While buying high-yield shares is one way of combating the effects of higher inflation, buying shares with high dividend growth rates could be another. Certainly, in the short run their income return may be lower than for higher-yielding peers. However, in the long run their total returns could be higher as investors seek means of negating the effects of inflation on their income over a sustained period. With that in mind, these two shares could be worth a closer look.
Growth potential
Reporting on Wednesday was international transport company National Express (LSE: NEX). It was able to continue the strong momentum experienced in 2016 in the first part of 2017, with revenue rising by 5.4% on a constant currency basis. It benefitted from organic growth and a number of bolt-on acquisitions which were made recently.

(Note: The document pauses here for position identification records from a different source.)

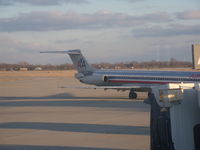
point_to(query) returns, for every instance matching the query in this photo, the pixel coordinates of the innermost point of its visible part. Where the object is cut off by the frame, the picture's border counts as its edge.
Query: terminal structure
(175, 117)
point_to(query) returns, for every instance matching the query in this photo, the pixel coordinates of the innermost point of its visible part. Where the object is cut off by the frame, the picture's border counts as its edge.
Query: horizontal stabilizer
(74, 51)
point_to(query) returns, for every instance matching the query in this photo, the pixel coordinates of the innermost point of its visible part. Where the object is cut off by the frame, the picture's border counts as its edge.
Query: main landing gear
(132, 95)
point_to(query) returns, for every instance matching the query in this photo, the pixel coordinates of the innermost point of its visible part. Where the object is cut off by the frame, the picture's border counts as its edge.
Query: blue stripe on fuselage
(147, 73)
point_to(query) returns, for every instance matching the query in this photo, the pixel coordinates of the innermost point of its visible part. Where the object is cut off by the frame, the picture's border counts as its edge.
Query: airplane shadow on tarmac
(68, 100)
(78, 127)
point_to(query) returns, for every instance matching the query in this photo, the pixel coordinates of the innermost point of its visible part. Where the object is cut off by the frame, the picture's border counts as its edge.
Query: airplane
(132, 80)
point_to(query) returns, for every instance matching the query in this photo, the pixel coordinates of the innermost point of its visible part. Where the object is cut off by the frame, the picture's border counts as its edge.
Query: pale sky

National Express has been able to improve its operational performance and deploy technology to a greater extent in order to boost its profitability. North America has had a strong start to the year, with revenue up 5.8% and the company enjoying a strong bid season. Its contract retention rate of 96% indicates that its service offering is relatively high. While challenging conditions in the UK Bus sector equated to a fall in revenue in some parts of the business, this was offset to at least some extent by strong performance in the German Rail segment and in UK Coach.

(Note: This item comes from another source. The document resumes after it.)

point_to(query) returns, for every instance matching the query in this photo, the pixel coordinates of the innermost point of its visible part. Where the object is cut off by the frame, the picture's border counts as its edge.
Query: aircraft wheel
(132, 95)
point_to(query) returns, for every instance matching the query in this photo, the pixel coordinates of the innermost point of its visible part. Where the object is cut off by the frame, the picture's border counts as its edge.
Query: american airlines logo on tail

With National Express yielding 3.7%, its income return is only 0.1% lower than that of the FTSE 100. However, since its dividend is covered 2.2 times by profit, there seems to be significant scope for a rapidly-rising dividend over the medium term. With profit growth of 7%-8% expected on an annualised basis over the next two years, now could be the right time to buy National Express.
Turnaround prospects
Another stock with a bright future is Dart Group (LSE: DTG). It could also be worth buying at the present time. The company has experienced difficult trading conditions in recent years, with customer demand coming under pressure. This has caused the company’s bottom line to fall in the most recent financial year at a double-digit rate, with a further 25% decline in profit expected in the current year.

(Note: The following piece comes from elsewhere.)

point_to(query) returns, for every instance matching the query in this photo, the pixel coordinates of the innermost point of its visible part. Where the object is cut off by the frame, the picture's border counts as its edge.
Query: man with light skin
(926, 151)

However, Dart Group’s fortunes are expected to improve dramatically next year. It is forecast to post a rise in earnings of 15%, with its price-to-earnings growth (PEG) ratio of 0.9 indicating that its prospects have not yet been priced-in by the market. That’s despite a 30% rise in its share price since the start of the year.
While Dart Group may only yield 1% at the present time, its dividends are covered 6.2 times by profit. Alongside its strong earnings growth potential, this suggests that a sustained rise in shareholder payouts could be ahead. This has the potential to transform the company’s share price performance and lead to a high total return in the long run.